Alles Böse gründet in einem Guten, und alles Falsche in …
Alles Böse gründet in einem Guten, und alles Falsche in einem Wahren.
Autor: Thomas von Aquin
Herkunft
Die prägnante Sentenz "Alles Böse gründet in einem Guten, und alles Falsche in einem Wahren" stammt aus dem Werk des Schweizer Philosophen und Schriftstellers Johann Georg Hamann (1730-1788). Sie findet sich in seiner 1786 veröffentlichten Schrift "Golgatha und Scheblimini!". Hamann, ein scharfer Kritiker der rein rationalistischen Aufklärung, verwendete diesen Satz, um seinen tiefgründigen Gedanken zur Natur von Irrtum und Sünde Ausdruck zu verleihen. Für ihn war jede Abweichung, jedes "Böse" oder "Falsche", keine eigenständige, aus dem Nichts entstandene Kraft, sondern stets eine Entartung, ein Abweg oder eine Verkehrung eines ursprünglich positiven und wahren Kerns. Dieser Kontext ist entscheidend für das Verständnis des Zitats.
Bedeutungsanalyse
Hamanns Ausspruch ist eine philosophische Verdichtung, die auf den ersten Blick paradox erscheinen mag. Wörtlich genommen behauptet er, dass es kein absolut eigenständiges Übel oder keinen vollkommen isolierten Irrtum gibt. Stattdessen hat jede negative Erscheinung ihren Ursprung in etwas, das an sich gut oder wahr war. Die übertragene Bedeutung ist tiefgreifend: Sie warnt vor der einfachen Schwarz-Weiß-Malerei. Fanatismus gründet oft in echter Überzeugung, gefährliche Ideologien können aus berechtigten sozialen Missständen erwachsen, und persönliche Fehler entspringen mitunter edlen Motiven, die nur auf falsche Weise verfolgt werden. Ein typisches Missverständnis wäre, das Zitat als Entschuldigung für das Böse zu lesen. Es ist jedoch keine Rechtfertigung, sondern eine Erklärung, die zur differenzierten Ursachenforschung auffordert. Es lenkt den Blick auf den Transformationsprozess, bei dem etwas Gutes korrumpiert wird.
Relevanz heute
Die Aktualität dieses Gedankens ist ungebrochen. In einer Zeit polarisierender Debatten und schneller moralischer Urteile erinnert Hamanns Einsicht an die Komplexität menschlichen Handelns und gesellschaftlicher Konflikte. Die Redewendung ist hochrelevant für die Analyse von politischen Extremismen, bei denen oft echte Sorgen und berechtigte Kritik in zerstörerische Bahnen gelenkt werden. Ebenso findet sie Anwendung in der psychologischen Betrachtung, wo destruktives Verhalten häufig auf unerfüllte grundlegende Bedürfnisse zurückgeführt wird. In Diskussionen über Technologieethik, wo nützliche Erfindungen unvorhergesehene negative Konsequenzen haben können, oder in der Medienschelte, wo das gute Ziel der Information in Sensationsgier umschlagen kann, bietet der Satz ein wertvolles Deutungsmuster. Er zwingt zur Tiefenanalyse, anstatt bei der bloßen Verurteilung stehen zu bleiben.
Praktische Verwendbarkeit
Dieses Zitat eignet sich nicht für lockere Alltagsgespräche, sondern für reflektierte und anspruchsvolle Kontexte. Seine Stärke entfaltet es in Vorträgen, Essays oder analytischen Gesprächen, in denen es um die Hintergründe von Konflikten oder Fehlentwicklungen geht.
Geeignete Anlässe:
- Philosophische oder ethische Diskussionen in Bildungseinrichtungen.

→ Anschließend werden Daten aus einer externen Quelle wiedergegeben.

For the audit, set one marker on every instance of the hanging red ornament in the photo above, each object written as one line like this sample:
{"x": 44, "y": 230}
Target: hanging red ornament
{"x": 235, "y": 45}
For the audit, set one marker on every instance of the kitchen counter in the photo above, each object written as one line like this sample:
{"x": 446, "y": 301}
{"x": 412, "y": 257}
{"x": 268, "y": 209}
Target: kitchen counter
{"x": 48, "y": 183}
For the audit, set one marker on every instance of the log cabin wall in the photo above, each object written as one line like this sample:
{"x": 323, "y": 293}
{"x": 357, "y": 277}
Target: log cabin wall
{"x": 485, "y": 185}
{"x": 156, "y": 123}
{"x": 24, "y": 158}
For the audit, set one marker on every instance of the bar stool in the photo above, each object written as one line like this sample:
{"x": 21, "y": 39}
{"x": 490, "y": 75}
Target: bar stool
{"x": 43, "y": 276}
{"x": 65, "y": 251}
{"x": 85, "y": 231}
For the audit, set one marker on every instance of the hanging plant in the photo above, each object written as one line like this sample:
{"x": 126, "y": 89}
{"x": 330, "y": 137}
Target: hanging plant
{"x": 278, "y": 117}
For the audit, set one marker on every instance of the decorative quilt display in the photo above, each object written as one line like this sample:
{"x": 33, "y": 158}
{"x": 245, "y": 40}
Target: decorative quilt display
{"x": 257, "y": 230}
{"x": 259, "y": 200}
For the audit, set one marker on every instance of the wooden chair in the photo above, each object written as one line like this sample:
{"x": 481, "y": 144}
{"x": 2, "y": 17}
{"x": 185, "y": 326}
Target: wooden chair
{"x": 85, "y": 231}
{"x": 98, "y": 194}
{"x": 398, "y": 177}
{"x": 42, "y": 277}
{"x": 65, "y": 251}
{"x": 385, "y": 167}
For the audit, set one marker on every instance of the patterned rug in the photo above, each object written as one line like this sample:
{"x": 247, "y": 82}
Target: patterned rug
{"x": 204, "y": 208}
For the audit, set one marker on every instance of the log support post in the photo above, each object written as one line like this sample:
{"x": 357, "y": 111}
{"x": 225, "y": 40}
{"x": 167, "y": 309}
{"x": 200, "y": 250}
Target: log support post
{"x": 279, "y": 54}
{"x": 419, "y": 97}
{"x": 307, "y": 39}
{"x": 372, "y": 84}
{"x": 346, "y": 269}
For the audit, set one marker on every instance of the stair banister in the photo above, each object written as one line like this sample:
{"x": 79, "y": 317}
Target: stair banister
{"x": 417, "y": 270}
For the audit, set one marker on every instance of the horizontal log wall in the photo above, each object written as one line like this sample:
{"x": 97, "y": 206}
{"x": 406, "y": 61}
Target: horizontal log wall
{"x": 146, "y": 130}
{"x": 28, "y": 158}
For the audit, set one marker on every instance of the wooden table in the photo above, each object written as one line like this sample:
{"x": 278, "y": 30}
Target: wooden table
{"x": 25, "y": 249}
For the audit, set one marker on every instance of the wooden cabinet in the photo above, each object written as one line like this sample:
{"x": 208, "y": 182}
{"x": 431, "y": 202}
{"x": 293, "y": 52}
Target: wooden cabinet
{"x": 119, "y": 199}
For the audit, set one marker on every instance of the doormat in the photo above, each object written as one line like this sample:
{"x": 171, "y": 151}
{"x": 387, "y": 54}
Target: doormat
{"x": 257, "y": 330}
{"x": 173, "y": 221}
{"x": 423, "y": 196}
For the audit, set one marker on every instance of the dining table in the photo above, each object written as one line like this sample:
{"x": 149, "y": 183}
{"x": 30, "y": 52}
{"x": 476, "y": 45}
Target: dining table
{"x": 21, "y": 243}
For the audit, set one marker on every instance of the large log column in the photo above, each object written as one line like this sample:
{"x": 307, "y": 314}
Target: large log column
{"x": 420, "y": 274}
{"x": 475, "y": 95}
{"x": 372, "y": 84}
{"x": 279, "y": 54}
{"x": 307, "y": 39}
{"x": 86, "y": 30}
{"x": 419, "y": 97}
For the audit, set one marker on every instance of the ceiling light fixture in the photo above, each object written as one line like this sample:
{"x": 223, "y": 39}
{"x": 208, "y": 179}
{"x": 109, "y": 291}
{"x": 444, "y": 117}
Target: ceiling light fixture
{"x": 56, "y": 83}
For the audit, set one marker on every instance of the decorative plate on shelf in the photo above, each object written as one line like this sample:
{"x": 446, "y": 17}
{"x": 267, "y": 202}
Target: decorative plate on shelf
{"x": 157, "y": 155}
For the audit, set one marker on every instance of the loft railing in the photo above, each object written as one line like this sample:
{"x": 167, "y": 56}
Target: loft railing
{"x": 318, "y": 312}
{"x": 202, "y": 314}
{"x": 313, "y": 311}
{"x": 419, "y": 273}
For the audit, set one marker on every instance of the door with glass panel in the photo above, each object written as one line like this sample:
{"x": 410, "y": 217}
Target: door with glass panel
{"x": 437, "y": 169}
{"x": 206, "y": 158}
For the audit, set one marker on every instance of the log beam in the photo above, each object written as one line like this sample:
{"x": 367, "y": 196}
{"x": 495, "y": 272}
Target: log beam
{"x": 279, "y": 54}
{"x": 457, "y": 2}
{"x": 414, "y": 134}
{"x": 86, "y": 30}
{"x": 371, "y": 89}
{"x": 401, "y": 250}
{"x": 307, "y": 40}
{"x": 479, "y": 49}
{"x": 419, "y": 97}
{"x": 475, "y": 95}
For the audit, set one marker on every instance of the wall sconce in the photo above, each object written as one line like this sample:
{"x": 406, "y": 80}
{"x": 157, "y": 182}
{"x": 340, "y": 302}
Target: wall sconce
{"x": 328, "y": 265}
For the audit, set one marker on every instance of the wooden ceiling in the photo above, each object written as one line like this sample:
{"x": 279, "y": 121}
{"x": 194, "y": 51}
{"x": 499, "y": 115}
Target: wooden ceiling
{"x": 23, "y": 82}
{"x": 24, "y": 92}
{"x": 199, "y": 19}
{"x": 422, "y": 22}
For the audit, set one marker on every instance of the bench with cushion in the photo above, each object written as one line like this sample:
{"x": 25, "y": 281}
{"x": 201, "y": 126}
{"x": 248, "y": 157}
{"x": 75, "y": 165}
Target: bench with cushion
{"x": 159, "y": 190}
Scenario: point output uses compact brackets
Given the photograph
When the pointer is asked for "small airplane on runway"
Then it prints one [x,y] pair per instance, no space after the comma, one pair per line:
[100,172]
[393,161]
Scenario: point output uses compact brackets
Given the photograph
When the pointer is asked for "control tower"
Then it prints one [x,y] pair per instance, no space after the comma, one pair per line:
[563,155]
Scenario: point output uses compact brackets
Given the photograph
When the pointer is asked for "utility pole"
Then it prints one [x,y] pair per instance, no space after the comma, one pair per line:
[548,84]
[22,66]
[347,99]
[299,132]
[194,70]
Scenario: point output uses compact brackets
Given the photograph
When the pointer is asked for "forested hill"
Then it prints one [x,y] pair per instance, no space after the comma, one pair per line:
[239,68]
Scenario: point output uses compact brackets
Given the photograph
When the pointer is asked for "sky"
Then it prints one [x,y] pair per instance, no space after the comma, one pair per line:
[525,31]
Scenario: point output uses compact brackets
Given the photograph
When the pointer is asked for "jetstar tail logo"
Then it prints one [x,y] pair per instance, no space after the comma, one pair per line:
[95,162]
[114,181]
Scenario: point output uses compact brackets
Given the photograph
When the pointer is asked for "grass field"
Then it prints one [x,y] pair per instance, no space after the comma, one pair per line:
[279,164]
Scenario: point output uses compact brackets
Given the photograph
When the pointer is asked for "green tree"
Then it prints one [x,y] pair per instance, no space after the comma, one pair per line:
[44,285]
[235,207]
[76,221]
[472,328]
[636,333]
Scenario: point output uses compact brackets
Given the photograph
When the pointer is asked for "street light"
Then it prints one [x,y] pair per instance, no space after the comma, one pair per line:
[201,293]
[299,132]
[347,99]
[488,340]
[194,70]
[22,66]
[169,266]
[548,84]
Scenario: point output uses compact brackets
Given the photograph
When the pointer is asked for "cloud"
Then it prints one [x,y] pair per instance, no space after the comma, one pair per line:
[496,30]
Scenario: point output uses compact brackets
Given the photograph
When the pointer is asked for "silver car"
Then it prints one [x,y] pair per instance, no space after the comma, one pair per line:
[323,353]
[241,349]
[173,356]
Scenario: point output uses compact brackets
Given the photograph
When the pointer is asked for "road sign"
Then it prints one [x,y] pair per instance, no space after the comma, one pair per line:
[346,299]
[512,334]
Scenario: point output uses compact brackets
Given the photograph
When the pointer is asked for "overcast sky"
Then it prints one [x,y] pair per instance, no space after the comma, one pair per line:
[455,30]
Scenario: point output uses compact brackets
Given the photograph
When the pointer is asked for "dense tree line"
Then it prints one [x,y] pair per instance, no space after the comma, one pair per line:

- Einleitungen oder Schlussbetrachtungen in Reden zu gesellschaftlichen Themen.
- Analysen in Fachartikeln zu Politik, Psychologie oder Kulturwissenschaft.
- In einer Trauerrede kann es, mit Feingefühl eingesetzt, helfen, das Facettenreiche einer Person oder einer tragischen Situation zu würdigen.
Beispiele für gelungene Sätze:
"Bevor wir diese Bewegung pauschal verurteilen, sollten wir Hamanns Gedanken bedenken: Alles Böse gründet in einem Guten. Welches legitime Anliegen wurde hier vielleicht pervertiert?"
"In der Debatte um soziale Medien zeigt sich oft die Wahrheit von Hamanns Diktum. Das gute Ziel, Menschen zu verbinden, kann in toxische Filterblasen und Hass umschlagen."
Seien Sie vorsichtig, das Zitat nicht in hitzigen Auseinandersetzungen zu verwenden, wo es als Relativierung missverstanden werden könnte. Seine Kraft liegt in der besonnenen Reflexion, nicht in der polemischen Argumentation.